The grace of this show is that each of the characters is developed subtly, the developments from last season were expanded on in interesting ways.  All J.J. had to do was let Garcia know that babies took 10 months to gestate in order to let audiences know that she was still pregnant and had gone to a doctor about it.

This is a show that values the intelligence not just of its characters, but of its audience.  We didn't need to be reminded that J.J. was pregnant by her hot cop boyfriend, the show trusted that we'd make the connection.

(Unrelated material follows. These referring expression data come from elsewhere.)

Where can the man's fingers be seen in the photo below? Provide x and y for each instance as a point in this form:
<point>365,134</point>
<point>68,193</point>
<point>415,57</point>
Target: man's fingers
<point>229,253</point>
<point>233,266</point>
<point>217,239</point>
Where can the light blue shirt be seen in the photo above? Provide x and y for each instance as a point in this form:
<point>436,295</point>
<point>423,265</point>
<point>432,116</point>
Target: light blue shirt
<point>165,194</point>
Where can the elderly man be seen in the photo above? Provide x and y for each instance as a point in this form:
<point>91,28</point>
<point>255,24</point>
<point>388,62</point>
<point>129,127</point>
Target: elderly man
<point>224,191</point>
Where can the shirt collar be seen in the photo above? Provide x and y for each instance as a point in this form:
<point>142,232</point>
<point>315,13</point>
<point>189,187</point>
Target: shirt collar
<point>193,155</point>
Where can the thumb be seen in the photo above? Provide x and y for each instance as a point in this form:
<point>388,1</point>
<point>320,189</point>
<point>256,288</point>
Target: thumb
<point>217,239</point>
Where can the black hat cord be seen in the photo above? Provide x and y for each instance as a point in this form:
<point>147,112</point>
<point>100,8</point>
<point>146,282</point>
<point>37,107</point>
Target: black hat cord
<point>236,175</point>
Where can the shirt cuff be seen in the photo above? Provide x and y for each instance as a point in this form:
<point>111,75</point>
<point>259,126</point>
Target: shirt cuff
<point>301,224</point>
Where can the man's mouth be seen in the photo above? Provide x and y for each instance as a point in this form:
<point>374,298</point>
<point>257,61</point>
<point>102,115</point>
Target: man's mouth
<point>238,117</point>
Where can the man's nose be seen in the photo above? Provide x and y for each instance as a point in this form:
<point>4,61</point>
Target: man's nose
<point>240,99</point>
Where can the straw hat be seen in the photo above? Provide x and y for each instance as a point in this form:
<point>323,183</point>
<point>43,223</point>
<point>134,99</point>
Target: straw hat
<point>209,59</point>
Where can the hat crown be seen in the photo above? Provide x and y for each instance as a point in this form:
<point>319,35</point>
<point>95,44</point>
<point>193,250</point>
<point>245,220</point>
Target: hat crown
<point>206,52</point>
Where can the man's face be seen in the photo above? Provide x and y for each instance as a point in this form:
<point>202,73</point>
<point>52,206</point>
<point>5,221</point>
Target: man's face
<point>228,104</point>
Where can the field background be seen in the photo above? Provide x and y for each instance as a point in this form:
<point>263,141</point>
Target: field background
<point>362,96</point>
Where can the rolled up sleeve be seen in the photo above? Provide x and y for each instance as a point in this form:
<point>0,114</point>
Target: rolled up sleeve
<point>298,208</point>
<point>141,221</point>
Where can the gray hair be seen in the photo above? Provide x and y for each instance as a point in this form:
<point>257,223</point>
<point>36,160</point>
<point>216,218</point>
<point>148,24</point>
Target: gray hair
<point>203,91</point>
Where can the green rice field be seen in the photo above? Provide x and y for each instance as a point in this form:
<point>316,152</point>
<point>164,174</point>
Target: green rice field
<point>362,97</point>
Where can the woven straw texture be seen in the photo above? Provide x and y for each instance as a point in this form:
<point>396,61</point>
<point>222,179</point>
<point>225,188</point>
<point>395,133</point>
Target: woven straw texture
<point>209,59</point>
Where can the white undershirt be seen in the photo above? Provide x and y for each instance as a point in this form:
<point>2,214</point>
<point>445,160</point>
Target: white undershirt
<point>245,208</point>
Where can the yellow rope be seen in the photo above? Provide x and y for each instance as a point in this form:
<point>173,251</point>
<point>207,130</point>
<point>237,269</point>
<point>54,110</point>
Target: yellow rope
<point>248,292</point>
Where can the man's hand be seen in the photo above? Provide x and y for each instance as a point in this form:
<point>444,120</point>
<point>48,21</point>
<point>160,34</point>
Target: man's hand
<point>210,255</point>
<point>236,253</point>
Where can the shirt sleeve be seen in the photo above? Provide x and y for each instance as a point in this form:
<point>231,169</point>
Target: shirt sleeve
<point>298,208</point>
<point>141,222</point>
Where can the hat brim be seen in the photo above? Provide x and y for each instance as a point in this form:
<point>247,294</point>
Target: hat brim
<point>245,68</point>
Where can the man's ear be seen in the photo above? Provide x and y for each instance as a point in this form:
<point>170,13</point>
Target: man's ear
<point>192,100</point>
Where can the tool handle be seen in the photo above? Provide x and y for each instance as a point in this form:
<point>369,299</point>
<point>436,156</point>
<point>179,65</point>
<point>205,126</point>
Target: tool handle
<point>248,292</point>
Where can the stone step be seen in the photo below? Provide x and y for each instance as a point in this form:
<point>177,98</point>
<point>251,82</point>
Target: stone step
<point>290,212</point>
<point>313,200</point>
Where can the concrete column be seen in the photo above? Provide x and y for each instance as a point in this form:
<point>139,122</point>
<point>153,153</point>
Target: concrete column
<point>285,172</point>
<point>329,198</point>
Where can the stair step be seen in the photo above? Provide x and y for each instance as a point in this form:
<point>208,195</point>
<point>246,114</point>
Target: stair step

One liners and jokes reveal so much about the characters in this show because it never once falters in its belief that the audience is smart enough not to need clunky exposition.  We'll remember faces, we'll remember details, we'll remember things about our characters.  This definitely helps make the cases more detailed and it also helps make them less... well, less dumb.

As soon as the detail about the killer's DNA being at a fresh crime scene was revealed, my immediate reaction was an identical twin.  Expecting this trope to be dragged out for 48 minutes, I was delighted when Spencer Reid immediately voiced this theory.

The "evil and eviler" twin theory was given to us first, and it reminded us that these people are smarter than your average television detectives.

For all their intelligence, the show also wants us to understand that even intelligent people are deeply flawed and can just as easily be hurt.  Hotch's recovery from his divorce and Kate's death are going to kill me, I know that.  It's not that he's grieving, it's that the enforced normalcy of putting himself back in the field might end up permanently injuring him – physically and emotionally.

This show likes to cycle in on itself and remind us how much characters have changed over time.  For two seasons, Hotch had what looked like a stable marriage, which slowly we saw crumble.  The idea was a familiar one in TV: demanding jobs ruin marriages.

However, what I think Hotch is learning is not just that his job ruined his marriage, it's that his job has the potential to ruin him.  His job had him ignoring his doctor's suggestions, it asked him to put aside his own emotional trauma so that he could help catch a killer.

To have this realization book ended with the budding romance between a town sheriff and the mother of one of the Angel Maker's victims shows that Hotch is either going to have to let himself devolve into simply an instrument of his job, or evolve into someone who can have both job and family.